Saliendo
de la casa de García Lorca en Valderrubio, cerca de Granada (la cual amerita un
artículo aparte), el guía de la Casa-Museo, muy atento y con una entrega hacia
su trabajo que hacía que me conmoviera aún más esa visita, luego de salir
conmigo del allí dado que era el horario de cierre, y yo me había quedado hasta
el último minuto posible, me indicó el camino hacia la Fuente de la Teja; uno
de los puntos de la llamada “Ruta Lorquiana”. Son ciertos lugares que
frecuentaba Federico y que aparecen mencionados en sus obras o fueron fuente de
inspiración para algunas de ellas. Esta fuente está situada junto al río
Cubillas, y se llega a ella luego de salir del pueblo y atravesar un campo.

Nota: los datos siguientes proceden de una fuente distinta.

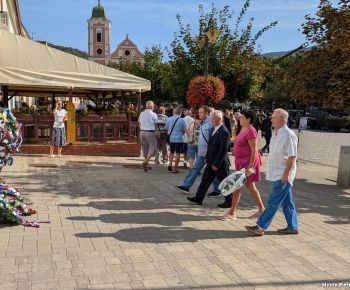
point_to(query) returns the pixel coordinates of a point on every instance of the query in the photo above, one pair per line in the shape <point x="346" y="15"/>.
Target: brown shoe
<point x="255" y="230"/>
<point x="287" y="231"/>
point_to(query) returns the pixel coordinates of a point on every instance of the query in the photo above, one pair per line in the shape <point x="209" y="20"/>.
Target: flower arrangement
<point x="205" y="91"/>
<point x="10" y="137"/>
<point x="12" y="206"/>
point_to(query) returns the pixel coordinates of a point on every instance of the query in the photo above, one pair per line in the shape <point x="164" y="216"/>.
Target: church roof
<point x="127" y="42"/>
<point x="98" y="12"/>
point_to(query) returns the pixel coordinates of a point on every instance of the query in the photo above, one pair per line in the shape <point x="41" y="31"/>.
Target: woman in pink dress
<point x="247" y="156"/>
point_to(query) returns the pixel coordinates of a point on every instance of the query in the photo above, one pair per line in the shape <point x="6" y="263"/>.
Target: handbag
<point x="167" y="139"/>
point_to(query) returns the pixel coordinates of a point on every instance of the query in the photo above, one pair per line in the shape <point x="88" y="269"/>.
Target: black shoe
<point x="224" y="205"/>
<point x="287" y="231"/>
<point x="214" y="194"/>
<point x="255" y="231"/>
<point x="183" y="189"/>
<point x="193" y="199"/>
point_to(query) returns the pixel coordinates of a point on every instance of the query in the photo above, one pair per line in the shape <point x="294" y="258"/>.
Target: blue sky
<point x="149" y="22"/>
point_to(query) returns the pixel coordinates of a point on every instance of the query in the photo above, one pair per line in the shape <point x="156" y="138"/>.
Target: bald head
<point x="149" y="105"/>
<point x="279" y="118"/>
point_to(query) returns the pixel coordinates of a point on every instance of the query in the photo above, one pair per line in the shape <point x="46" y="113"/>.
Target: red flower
<point x="205" y="91"/>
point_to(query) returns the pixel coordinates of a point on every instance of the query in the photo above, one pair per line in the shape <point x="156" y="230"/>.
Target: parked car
<point x="316" y="119"/>
<point x="337" y="123"/>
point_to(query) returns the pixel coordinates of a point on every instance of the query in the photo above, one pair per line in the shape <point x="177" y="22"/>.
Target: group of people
<point x="205" y="141"/>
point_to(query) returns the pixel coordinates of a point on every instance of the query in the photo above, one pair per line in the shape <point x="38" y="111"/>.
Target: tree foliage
<point x="233" y="57"/>
<point x="205" y="90"/>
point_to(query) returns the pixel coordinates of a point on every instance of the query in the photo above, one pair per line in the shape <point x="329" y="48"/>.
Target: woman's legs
<point x="236" y="196"/>
<point x="256" y="195"/>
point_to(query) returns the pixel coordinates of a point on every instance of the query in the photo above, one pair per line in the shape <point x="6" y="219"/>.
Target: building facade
<point x="99" y="39"/>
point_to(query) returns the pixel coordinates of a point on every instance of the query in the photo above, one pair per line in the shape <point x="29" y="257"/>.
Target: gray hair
<point x="188" y="113"/>
<point x="149" y="104"/>
<point x="217" y="114"/>
<point x="283" y="114"/>
<point x="177" y="111"/>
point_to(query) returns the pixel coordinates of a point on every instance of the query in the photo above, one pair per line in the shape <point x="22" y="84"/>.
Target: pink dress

Es una fuente natural, que debe su nombre a una teja desde la cual caía el agua.
Después de dudarlo un rato, al ver que no había un camino que llevara a ella sino que tendría que atravesar todo el campo, me decidí y emprendí viaje. Era la hora de la siesta, lo cual en Valderrubio, como en toda Andalucía, significaba que literalmente no había una sola alma afuera por el intenso calor. Con algo de incertidumbre crucé una acequia y comencé a caminar por un campo arado, en medio del sol, lo cual fue una experiencia en sí misma. Esta atravesando un paisaje lorquiano, lo cual suena mucho más bello de lo que era en realidad; algo bastante cercano a lo que ya conocía. Salvo el suelo pedregoso, y las sierras a lo lejos, me parecía estar caminando por un campo de cualquiera de las afueras de mi ciudad natal, en la pampa húmeda argentina. Era el efecto de cierta desilusión que se produce cuando ante el encuentro con lo deseado, con lo idealizado, con aquello de lo que se leyó tanto, o se escuchó hablar tanto. Sensación que tuve muchas veces durante este viaje, sensación lógica quizás, y que a pesar de todo no afectaba el saldo positivo de la experiencia de conocer esos lugares.
Tomé contacto íntimo con esa tierra por la que transitó Federico, aunque en apariencia sólo fuera un poco de tierra trabajada al final de la cual había un monte hacia el que me estaba dirigiendo. Éramos yo y mi alma solos en medio de ese campo desolado, a la hora de la siesta en Andalucía. Solo/s en medio de un silencio que el canto de los pájaros, paradójicamente, hacía más intenso.
Finalmente llegué al monte a la vera del río Cubillas, con miedo a que un campesino me corriera a escopetazos o que un animal salvaje salte de entre las plantas. Alcancé la Fuente de la Teja, que –al menos en la actualidad- es mucho menos hermosa de lo que uno podría imaginar. Pero me guardo la descripción, por no romper el encanto. Todo era silencio, murmullo de agua corriendo, el viento pasando entre las hojas de los árboles. El lugar debe haber cambiado mucho desde la época de Federico, pensé, pero trataba de imaginarlo allí, en sus paseos por esos lugares, imprimiendo dentro suyo imágenes, olores, colores, sensaciones, sentimientos, que luego quedarían inmortalizados en sus obras. Así como yo –salvando las distancias- imprimía sensaciones también, mojaba mis manos en la Fuente de la Teja, me dejaba invadir por ese lugar lorquiano. Solos, la naturaleza y yo, y el recuerdo de Federico.